Eleições 2024: desinformação causa danos concretos na democracia e na vida das pessoas

Para especialista, o fenômeno da desinformação, amplificado plataformas digitais, distorce a verdade e mina a confiança nas instituições

A pesquisadora Nina Santos. Foto: Arquivo pessoal A pesquisadora Nina Santos. Foto: Arquivo pessoal

Em um momento em que o Brasil se prepara para as eleições municipais de 2024, mais uma vez, a desinformação e as fake news surgem como grandes ameaças à integridade do processo eleitoral e à segurança da população. Esses fenômenos, amplificados pelas plataformas de mídias sociais, não apenas distorcem a verdade, mas também minam a confiança nas instituições, criam divisões sociais e colocam em risco os direitos constitucionais.

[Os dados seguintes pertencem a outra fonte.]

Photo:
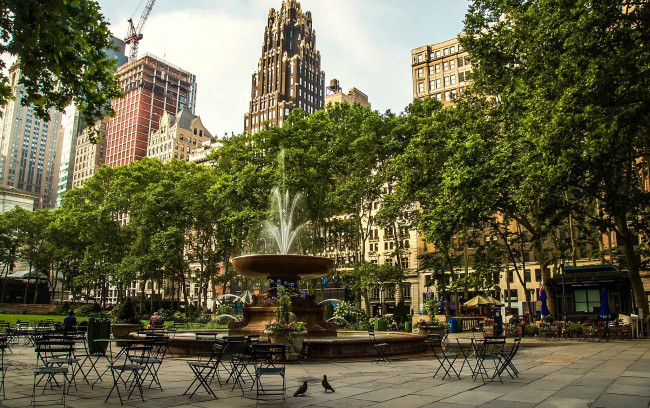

As consequências da desinformação são especialmente graves para grupos historicamente marginalizados, como mulheres, pessoas negras e LGBTI+, que frequentemente se tornam alvos de campanhas coordenadas de desinformação, violência política e discurso de ódio digital. 

Em entrevista à Conectas, Nina Santos, diretora do Aláfia Lab, apresenta uma análise dos principais desafios que serão enfrentados pelo Brasil nas próximas eleições, principalmente no que tange à desinformação, ao mesmo tempo em que  explora os possíveis caminhos para a garantia da democracia em meio às adversidades digitais. Santos é doutora em Comunicação e pesquisadora no Instituto Nacional de Ciência e Tecnologia em Democracia Digital e na Université Panthéon-Assas.

Para ela, a “desinformação afeta a própria possibilidade ou habilidade das pessoas, especialmente mulheres e pessoas negras, de estarem em espaços sociais, sejam espaços de poder, espaços políticos, disputar eleições”. 

Confira a entrevista com Nina Santos: 

Conectas: Qual o impacto da desinformação na democracia e na ampliação dos direitos constitucionais no Brasil? É possível afirmar que grupos historicamente vulnerabilizados por conta de raça, gênero, por exemplo, são mais afetados? 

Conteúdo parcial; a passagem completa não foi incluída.